Aware that many, even most, teachers are not experts on teen popular culture, Morrell advises them to pay attention to everything that is going on around them. "Teachers should be alert to hallway conversations," he says, in order to be attuned to what is going on with teen culture.
"What a teacher can do is capitalize on the special knowledge that her students do have to build bridges to the curriculum, and to the literacies students need," he says.
This advice is an understanding that Morrell wants to transmit to the university students he works with. One of them, Cliff Lee, a Bay Area Writing Project teacher-consultant and a UCLA PhD candidate working with Morrell, says, "He has made me aware of the funds of knowledge students bring with them.
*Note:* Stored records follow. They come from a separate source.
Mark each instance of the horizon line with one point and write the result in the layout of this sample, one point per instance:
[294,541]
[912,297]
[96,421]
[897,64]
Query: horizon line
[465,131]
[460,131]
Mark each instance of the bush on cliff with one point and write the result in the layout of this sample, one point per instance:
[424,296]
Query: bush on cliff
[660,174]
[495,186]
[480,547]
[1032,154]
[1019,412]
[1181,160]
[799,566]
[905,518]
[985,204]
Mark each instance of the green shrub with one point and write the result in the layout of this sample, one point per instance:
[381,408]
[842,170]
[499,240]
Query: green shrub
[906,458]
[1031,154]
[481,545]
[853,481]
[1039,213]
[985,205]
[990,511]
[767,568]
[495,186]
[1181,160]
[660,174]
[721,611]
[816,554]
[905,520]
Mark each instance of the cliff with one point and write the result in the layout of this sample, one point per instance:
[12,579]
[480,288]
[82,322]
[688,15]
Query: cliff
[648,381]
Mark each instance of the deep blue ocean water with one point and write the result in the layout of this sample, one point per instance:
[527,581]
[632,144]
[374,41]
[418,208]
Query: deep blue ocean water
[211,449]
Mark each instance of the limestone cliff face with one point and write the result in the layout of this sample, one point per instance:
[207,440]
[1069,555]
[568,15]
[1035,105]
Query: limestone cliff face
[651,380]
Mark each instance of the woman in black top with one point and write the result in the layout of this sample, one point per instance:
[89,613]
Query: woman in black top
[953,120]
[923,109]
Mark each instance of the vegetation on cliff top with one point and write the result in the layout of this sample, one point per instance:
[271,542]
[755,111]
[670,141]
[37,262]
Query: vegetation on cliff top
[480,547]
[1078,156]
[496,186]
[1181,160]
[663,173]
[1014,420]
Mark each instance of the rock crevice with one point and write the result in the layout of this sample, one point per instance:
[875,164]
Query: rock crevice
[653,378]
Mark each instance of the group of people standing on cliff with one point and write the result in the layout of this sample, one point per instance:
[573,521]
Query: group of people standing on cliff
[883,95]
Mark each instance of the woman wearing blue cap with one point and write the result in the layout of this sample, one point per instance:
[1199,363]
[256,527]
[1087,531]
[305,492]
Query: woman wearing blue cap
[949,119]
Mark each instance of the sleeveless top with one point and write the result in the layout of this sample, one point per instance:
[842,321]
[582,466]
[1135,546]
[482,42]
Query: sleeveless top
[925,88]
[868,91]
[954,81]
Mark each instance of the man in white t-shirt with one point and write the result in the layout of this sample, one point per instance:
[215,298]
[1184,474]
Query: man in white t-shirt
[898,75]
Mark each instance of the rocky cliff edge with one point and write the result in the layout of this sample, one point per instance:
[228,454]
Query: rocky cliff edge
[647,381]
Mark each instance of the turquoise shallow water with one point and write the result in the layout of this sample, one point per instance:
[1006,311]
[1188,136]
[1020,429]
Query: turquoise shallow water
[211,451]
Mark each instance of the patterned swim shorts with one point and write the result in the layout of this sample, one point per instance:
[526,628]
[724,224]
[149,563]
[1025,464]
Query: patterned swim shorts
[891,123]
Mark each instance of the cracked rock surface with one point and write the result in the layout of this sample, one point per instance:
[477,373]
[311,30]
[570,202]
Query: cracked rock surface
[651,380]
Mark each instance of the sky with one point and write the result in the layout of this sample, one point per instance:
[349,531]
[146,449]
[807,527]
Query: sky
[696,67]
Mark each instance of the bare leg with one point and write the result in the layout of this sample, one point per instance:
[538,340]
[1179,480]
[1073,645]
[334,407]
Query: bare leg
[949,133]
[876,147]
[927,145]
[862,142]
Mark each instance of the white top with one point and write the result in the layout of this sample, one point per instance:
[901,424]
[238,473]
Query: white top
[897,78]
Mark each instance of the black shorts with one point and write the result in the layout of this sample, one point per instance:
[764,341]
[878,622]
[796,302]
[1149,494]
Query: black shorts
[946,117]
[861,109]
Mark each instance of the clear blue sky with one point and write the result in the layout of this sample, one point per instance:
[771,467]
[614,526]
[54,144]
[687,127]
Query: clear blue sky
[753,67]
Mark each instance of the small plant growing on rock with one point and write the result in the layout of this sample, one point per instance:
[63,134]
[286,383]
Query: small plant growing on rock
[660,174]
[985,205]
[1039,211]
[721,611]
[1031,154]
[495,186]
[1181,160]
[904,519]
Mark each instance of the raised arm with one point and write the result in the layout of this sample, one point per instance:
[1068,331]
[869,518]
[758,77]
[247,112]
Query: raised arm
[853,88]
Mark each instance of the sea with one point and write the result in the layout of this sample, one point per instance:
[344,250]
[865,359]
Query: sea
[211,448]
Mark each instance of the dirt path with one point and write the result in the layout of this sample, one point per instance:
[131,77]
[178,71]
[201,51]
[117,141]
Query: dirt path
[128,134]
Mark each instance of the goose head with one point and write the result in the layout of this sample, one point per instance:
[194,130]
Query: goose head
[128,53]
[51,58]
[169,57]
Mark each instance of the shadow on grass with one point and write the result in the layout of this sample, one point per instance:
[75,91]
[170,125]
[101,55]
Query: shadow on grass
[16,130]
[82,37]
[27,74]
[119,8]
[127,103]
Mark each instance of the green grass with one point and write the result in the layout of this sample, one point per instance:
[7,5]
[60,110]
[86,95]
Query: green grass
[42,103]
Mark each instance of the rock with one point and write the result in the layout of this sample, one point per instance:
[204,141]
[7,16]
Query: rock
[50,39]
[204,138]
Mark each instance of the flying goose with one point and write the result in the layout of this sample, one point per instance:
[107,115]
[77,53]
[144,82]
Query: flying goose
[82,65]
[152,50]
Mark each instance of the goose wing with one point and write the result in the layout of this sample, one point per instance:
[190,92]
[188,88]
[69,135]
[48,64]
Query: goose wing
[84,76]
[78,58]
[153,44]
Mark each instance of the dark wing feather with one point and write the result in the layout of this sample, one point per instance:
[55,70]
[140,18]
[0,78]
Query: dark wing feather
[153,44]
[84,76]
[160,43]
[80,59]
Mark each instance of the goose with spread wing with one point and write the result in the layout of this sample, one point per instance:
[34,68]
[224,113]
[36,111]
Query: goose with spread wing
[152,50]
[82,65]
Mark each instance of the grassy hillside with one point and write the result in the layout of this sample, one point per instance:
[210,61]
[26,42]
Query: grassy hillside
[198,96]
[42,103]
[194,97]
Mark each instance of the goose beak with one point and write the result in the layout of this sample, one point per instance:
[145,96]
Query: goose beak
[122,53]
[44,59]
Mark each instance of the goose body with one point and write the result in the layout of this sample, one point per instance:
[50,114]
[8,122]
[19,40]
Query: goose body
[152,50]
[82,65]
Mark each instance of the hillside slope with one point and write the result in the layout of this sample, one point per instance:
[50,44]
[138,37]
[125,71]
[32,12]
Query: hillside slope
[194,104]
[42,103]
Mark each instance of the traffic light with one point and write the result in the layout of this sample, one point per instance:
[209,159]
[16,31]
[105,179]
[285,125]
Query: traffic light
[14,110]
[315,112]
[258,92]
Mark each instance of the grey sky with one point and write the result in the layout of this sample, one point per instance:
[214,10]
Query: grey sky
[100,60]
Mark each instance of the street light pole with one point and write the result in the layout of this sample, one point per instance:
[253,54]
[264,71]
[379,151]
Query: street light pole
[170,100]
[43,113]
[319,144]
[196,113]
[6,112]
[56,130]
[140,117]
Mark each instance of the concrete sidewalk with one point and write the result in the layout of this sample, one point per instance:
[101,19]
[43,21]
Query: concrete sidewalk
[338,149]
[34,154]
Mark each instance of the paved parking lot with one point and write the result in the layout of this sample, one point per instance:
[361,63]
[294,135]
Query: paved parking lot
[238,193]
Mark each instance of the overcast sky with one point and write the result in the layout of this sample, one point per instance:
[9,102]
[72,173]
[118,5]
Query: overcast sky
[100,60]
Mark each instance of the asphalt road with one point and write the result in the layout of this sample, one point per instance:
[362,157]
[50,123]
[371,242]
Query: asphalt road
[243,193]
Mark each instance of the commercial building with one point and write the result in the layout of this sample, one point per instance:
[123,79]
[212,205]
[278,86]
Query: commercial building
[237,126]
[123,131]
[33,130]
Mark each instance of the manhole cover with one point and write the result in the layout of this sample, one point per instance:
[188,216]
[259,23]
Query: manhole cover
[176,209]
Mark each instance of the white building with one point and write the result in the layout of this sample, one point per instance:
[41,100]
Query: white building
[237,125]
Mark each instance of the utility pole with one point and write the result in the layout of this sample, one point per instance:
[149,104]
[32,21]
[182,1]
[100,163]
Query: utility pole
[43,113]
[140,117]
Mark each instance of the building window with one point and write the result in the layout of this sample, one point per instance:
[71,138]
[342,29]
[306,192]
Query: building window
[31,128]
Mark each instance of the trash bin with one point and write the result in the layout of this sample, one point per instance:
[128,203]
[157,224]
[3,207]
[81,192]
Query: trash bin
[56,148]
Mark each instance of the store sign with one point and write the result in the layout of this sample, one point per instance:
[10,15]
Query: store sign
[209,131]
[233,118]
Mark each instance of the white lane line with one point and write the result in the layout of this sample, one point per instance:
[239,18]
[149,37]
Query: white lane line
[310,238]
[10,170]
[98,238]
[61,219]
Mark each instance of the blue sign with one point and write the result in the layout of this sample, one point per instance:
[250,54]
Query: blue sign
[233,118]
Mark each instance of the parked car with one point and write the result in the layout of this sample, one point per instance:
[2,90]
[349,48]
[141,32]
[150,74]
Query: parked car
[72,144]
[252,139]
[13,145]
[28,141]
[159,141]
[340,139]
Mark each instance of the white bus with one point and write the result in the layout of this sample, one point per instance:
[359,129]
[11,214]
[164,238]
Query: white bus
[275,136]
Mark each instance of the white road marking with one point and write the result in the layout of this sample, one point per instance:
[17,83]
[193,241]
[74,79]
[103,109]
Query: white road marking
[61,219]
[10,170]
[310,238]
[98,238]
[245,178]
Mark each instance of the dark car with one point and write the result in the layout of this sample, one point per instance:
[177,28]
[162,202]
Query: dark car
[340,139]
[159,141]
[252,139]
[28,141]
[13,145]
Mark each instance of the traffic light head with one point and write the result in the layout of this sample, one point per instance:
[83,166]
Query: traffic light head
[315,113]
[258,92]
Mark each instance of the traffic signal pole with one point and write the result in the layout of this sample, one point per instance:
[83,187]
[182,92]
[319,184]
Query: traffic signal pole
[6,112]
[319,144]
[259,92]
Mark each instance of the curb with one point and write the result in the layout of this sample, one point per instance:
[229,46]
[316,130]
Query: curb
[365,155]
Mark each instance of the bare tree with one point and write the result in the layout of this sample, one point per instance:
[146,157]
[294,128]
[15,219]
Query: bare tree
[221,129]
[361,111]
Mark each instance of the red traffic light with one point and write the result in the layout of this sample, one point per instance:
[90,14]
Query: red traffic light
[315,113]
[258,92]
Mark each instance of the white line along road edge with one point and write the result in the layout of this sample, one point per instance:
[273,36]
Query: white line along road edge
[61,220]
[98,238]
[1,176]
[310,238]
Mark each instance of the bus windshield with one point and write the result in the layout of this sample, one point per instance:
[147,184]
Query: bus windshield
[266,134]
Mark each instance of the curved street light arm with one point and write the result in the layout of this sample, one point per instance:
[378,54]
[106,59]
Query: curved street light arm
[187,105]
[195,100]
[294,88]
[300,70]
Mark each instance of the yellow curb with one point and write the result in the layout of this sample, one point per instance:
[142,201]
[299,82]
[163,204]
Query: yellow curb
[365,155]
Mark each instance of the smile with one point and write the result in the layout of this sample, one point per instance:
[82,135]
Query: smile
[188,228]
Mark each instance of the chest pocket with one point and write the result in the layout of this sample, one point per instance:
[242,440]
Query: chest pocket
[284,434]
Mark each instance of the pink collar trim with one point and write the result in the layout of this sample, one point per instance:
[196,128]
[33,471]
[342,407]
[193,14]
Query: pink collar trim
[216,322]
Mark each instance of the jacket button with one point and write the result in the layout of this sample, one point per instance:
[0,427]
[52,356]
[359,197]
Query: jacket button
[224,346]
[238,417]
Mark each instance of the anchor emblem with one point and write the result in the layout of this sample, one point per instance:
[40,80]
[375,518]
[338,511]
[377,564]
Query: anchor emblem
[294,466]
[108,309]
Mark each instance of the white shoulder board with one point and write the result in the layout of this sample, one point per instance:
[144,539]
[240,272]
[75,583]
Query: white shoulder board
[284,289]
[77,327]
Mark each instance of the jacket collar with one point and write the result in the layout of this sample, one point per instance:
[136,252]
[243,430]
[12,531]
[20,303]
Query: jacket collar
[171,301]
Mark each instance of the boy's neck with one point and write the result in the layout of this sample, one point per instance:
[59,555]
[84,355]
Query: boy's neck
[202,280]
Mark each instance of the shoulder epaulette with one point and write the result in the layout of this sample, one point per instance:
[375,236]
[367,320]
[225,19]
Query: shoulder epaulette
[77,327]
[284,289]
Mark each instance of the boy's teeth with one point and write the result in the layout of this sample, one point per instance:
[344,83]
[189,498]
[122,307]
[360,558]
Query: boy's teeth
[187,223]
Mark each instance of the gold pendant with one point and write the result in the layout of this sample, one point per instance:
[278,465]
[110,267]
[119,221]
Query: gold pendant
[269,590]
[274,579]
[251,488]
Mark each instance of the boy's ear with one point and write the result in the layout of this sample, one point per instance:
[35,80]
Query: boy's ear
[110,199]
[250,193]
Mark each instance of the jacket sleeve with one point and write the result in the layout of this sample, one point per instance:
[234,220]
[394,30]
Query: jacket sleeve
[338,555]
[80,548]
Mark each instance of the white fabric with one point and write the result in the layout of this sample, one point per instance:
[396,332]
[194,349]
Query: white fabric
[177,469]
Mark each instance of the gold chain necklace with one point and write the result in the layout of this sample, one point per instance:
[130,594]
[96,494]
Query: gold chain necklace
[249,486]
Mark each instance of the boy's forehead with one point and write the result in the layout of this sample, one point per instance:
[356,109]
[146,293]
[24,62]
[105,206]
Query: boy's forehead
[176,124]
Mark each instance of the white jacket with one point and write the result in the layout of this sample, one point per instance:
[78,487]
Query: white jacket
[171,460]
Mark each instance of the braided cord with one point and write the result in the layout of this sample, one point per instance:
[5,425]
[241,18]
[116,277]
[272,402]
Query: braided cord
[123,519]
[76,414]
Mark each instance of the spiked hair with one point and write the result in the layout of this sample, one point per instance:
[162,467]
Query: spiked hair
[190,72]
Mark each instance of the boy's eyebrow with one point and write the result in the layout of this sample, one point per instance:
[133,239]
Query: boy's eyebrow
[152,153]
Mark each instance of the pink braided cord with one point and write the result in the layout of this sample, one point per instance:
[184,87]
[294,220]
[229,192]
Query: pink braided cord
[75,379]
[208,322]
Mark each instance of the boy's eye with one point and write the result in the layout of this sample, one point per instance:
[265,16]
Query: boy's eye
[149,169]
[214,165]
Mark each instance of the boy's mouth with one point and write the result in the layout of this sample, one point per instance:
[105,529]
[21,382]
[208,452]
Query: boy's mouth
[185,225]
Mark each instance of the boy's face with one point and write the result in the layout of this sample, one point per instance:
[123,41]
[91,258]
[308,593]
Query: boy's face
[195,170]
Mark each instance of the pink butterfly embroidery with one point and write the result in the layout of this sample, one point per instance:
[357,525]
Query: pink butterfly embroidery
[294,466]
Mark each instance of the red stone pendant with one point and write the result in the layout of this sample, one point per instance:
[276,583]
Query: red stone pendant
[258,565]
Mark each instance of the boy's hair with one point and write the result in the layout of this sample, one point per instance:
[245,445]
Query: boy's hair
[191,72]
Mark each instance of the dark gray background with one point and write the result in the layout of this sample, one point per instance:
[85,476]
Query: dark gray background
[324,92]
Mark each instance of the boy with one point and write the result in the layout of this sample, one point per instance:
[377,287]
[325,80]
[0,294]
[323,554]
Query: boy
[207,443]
Working with him, my view of literacy in student learning has been constantly evolving."
Students as Producers of Popular Culture
In an interview with Morrell (see below), Lee asked how his thinking about popular culture and teaching popular culture has changed since the publication of Linking Literature and Popular Culture in 2004. Morrell responded that in fact "a lot has stayed the same." Popular culture still has centrality among teens, and the tenets he advanced in the book are still of value.
But in the last ten years students have become producers as well as consumers of popular culture. If I were to do the book again, I'd put much more emphasis on production," rather than consumption alone.
That's why the high school students that Morrell works with are no strangers to blogs, Facebook, video production, and Twitter. All of these formats, says Morrell, are about writing.
A writer himself of poems, plays, novels, and academic books, Morrell often asks the young people with whom he works how they would like to change their world. Many answers come back, and the key tool he promotes to advance all of these goals is always the same: learn how to write.
"Words are power, freedom, the source of revolution—personal and societal. Words define meaning. Words influence thought," he says. Morrell advances an idea of socially engaged writing that is not merely a comment on the world, but rather is a means for changing the world for the better.
At the upcoming Urban Sites Network meeting he will invite teachers, using the content of popular culture and the tools of the new media, to join him in this quest.